5. Domain dominance. Reaching Domain Admin or the krbtgt hash means total control — and the ability to forge Golden Tickets for persistent, near-undetectable access. At this point the test demonstrates full compromise and stops; the value is in the proven path, not in causing damage.

The misconfigurations that hand it over

The same root causes show up again and again, and they are all fixable:

  • Service accounts with weak passwords and excessive privileges (the Kerberoasting goldmine).
  • Over-privileged groups and stale accounts that were never cleaned up.
  • No tiering between administrative and everyday accounts, so one workstation compromise reaches a Domain Admin’s credentials.
  • Missing LAPS, leaving identical local-admin passwords across every machine.
  • Dangerous ACLs and delegation left over from old projects.
  • Default-vulnerable ADCS templates.

What you get out of it

An AD pentest delivers something a vulnerability scan never can: the actual attack path.
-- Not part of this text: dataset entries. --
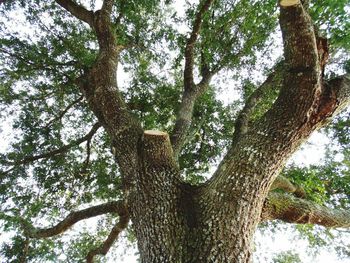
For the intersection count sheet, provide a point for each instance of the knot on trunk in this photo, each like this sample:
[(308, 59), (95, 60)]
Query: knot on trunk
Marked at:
[(157, 149)]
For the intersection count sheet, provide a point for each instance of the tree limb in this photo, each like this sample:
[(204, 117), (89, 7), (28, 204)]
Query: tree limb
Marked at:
[(106, 245), (78, 11), (273, 81), (284, 184), (189, 51), (294, 210), (191, 90), (74, 217), (107, 6), (62, 113), (61, 150)]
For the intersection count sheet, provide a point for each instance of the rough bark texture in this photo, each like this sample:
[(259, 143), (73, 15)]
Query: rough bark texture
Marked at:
[(214, 222)]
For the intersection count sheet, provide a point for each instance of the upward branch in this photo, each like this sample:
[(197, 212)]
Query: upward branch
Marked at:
[(189, 51), (106, 245), (74, 217), (191, 90), (78, 11)]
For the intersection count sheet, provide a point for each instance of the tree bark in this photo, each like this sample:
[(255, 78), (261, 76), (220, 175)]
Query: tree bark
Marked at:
[(214, 222)]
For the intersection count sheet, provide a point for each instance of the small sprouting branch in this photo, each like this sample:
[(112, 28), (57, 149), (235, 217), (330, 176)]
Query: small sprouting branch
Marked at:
[(107, 244)]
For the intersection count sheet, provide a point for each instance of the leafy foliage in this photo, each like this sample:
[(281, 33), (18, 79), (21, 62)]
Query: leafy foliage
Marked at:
[(41, 102)]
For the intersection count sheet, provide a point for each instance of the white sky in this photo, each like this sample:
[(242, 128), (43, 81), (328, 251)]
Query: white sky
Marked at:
[(280, 241)]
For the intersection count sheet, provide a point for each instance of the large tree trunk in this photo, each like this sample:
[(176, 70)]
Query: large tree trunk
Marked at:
[(176, 222), (214, 222)]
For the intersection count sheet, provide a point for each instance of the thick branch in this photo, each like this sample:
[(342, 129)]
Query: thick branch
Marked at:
[(334, 98), (294, 210), (74, 217), (191, 90), (189, 51), (78, 11), (273, 81), (106, 245), (61, 150)]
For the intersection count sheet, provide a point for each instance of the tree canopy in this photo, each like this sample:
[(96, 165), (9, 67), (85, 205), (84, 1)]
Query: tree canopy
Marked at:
[(60, 164)]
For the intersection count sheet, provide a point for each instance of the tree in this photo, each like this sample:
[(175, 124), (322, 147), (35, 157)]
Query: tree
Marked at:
[(81, 140)]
The report shows the specific chain from initial foothold to Domain Admin — this account, this misconfiguration, this ticket — with each step reproducible and each finding rated for severity (see how we score with CVSS). Crucially, breaking any single link in the chain stops the whole attack, so remediation is prioritized around the cheapest, highest-impact fixes. You come away knowing not just that weaknesses exist, but the exact route an attacker would take and where to cut it.
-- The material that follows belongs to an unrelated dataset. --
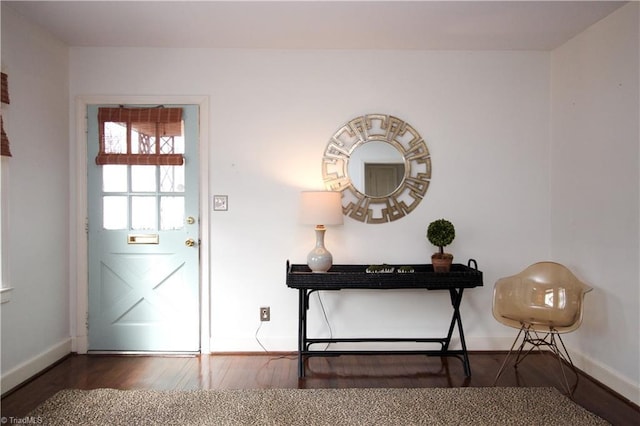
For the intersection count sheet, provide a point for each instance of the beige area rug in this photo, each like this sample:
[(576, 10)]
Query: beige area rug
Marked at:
[(428, 406)]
This is grey-box testing by nature — we need that initial foothold to be realistic; see types of penetration testing for why, and our methodology for how each engagement runs.

The bottom line

Active Directory is the master key to most enterprises, so it earns a dedicated test built on the assumed-breach model: start from a single compromised user, then prove the path to Domain Admin through enumeration, credential attacks like Kerberoasting, lateral movement, and privilege escalation. The deliverable is the real attack chain and the prioritized fixes that break it.
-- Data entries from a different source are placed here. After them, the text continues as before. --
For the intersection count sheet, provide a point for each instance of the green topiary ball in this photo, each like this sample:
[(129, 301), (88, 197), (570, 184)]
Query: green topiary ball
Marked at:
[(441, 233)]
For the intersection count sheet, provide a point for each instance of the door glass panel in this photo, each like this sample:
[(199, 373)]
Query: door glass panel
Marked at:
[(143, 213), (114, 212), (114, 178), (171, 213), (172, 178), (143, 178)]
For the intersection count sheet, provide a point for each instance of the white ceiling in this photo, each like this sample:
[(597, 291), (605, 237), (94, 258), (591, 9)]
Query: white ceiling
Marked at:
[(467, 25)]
Running on-premise Windows? Get in touch and we’ll scope an Active Directory assessment for your domain.

Frequently asked questions

What is Active Directory penetration testing? add

Active Directory penetration testing is an internal security assessment that simulates an attacker who already has a foothold inside your network — a phished employee, a compromised laptop, or a rogue device — and attempts to escalate from that low-privileged position to full control of the Windows domain (Domain Admin). It maps the real privilege-escalation and lateral-movement paths through your AD environment and shows exactly how an intruder would get from one account to the keys of the entire estate.

Why is Active Directory such a high-value target? add

Active Directory is the central authentication and authorization system for most corporate networks — it controls who can access nearly every server, application, and file share. Because of that central role, compromising Active Directory usually means compromising the entire organization at once: one path to Domain Admin can unlock every system the domain governs. That is why attackers prioritize it and why testing it specifically matters.

What is the assumed breach model? add

The assumed breach model starts the test from the position of an attacker who has already gotten inside — typically with a standard domain user account or a device on the internal network — rather than spending the engagement trying to break in from the internet. It reflects reality: most serious incidents begin with a single phished user or compromised endpoint, so the valuable question is not 'can they get in?' but 'once they are in, how far can they go?'

What does an Active Directory pentest find? add

Common findings include weak or reused service-account passwords exposed via Kerberoasting, accounts without Kerberos pre-authentication (AS-REP roasting), dangerous ACL and delegation misconfigurations that allow privilege escalation, Active Directory Certificate Services flaws, credential reuse enabling lateral movement, missing tiering between admin and user accounts, and stale over-privileged accounts. Each is reported as part of a concrete attack path from initial foothold to Domain Admin.